Avec "The Chapel", l'apothéose est atteint. Une beauté, un romantisme inégalé. L'introduction au piano est sublime. Le toucher est somptueux. Ensuite arrive le thème, énorme avec une façon si délicate et solennelle de Svensson de rentrer dedans.

"The Rube Thing" fait penser à la fois à Bach et Mehldau. Ce morceau est doux, riche et on observe une indépendance hallucinante des deux mains. Puis cela devient plus pop, plus moderne. L'entrée du trio est magistrale. Un tempo medium, un swing cool qui balance du tonnerre, un dynamisme de tous les instants, une écoute, un échange, un partage, une technique aboutie, une virtuosité. Rarement un équilibre entre trois musiciens aura été autant réussi. A la fin, la batterie part dans un solo libre puis le thème est rejoué de manière courte avant de conclure.

Et que dire de "From Gagarin's Point Of View"? Une magnifique composition, grandiose, calme, posée. On se détend au son de cette ballade originale et mythique. L'improvisation au piano est superbe. Une des plus belles pièces du disque.

Il y a encore "The Wraith", morceau complètement fou qui laisse la part belle à la batterie qui se lâche sur des rythmes jungle.
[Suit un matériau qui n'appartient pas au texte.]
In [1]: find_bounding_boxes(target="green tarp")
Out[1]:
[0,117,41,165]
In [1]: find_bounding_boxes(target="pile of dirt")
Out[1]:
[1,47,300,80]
Le groove est génial! Au milieu, des effets sonores qui rappellent le metal donnent encore plus de pêche. Le groupe utilisa souvent ce genre de procédés.

Les très belles influences de Keith Jarrett se font sentir à la fois dans "Good Morning Susie Soho" et "The Second Page". Le premier bouge à fond sur un groove pop-jazz le tout avec des mélodies jouées en tierce. Un côté presque oriental s'ajoute à cette fête musicale énorme. Sans oublier les effets electro cool! Énorme!
Le deuxième est une ballade pop-gospel avec des harmonies magnifiques. Le romantisme est au rendez-vous. C'est doux, sensible, délicat. Le piano et la contrebasse réussissent à échanger à merveille!
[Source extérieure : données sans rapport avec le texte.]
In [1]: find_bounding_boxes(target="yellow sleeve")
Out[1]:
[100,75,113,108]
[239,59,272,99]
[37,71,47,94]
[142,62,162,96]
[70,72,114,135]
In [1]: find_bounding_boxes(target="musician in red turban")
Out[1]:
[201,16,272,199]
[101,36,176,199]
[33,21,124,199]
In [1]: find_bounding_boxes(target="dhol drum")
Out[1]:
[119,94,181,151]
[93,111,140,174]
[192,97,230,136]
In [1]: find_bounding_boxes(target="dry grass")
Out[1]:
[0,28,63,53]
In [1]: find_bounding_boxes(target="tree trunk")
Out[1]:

Auparavant, le dissonant "Bowling" était joué pour la première fois en live. Il s'agit d'un blues à la sauce Monk. Cela sent bon le swing. L'atmosphère se veut étrange et joyeuse à la fois. L'émotion est présente tout comme l'énergie. Le batteur se permet même de crier en plein milieu. Les musiciens s'amusent, dialoguent et s'en donnent à coeur joie. On ne voit pas le temps passer malgré la longueur du morceau.

Pour terminer, il y a le chef d'oeuvre absolu du disque: "Dodge The Dodo". On ne pouvait pas rêver meilleure fin pour ce concert de légende. Cette composition jazz-pop est énorme, énergique et si entraînante. Au début, le thème sort de nulle part. Il est porté par une rythmique d'une précision diabolique. Puis une deuxième partie très courte est magnifiquement jouée à l'archet par le contrebassiste.
Ce dernier se lance ensuite dans une improvisation rock qui rappelle une guitare électrique avec ses effets et sa disto. Le piano enchaîne ensuite en commençant par les graves tout en gardant le même dynamisme, simplement sur une note puis il développe le tout. Une progression extraordinaire se met en place. En alternance, Svensson joue en tapant des rythmes à l'intérieur du piano. Cela a pour but de donner encore plus d'effets et d'enthousiasme à la pièce.
Et ce n'est pas fini car des modulations majeures interviennent comme par enchantement dans une atmosphère classique et joyeuse. Ce passage précisément est à tomber! La beauté inouïe de ce moment restera gravée dans les mémoires. A la fin de l'improvisation, un rappel du thème tout doux est joué par le piano. Pour conclure, il sera interprété à nouveau plusieurs fois et le trio s'amusera avec, brodera autour avec même à nouveau quelques sonorités electro à la contrebasse. Magique!

Je pense que c'est un des plus beaux trio de l'Histoire du jazz. Svensson, ange mélodique et harmonique, parti beaucoup trop tôt, a su s'inspirer des plus grands tout en créant son propre style. Il a lui-même été une influence majeure pour les musiciens qui sont venus après. C'est encore le cas actuellement. L'identité du groupe était très forte. Mention spéciale dans cet album à "Dodge The Dodo", plus beau morceau du disque et à "From Gagarin's Point Of View", fabuleuse ballade. Berglund et Öström continuent de jouer et de rendre hommage au regretté pianiste. Svensson nous manque énormément. Si seulement ce jour du 14 juin 2008 il ne s'était pas rendu dans l'archipel de Stockholm pour s'adonner à son autre et maudite passion. Sa musique est éternelle et quand je l'écoute je me dis que décidément, je déteste la plongée sous-marine!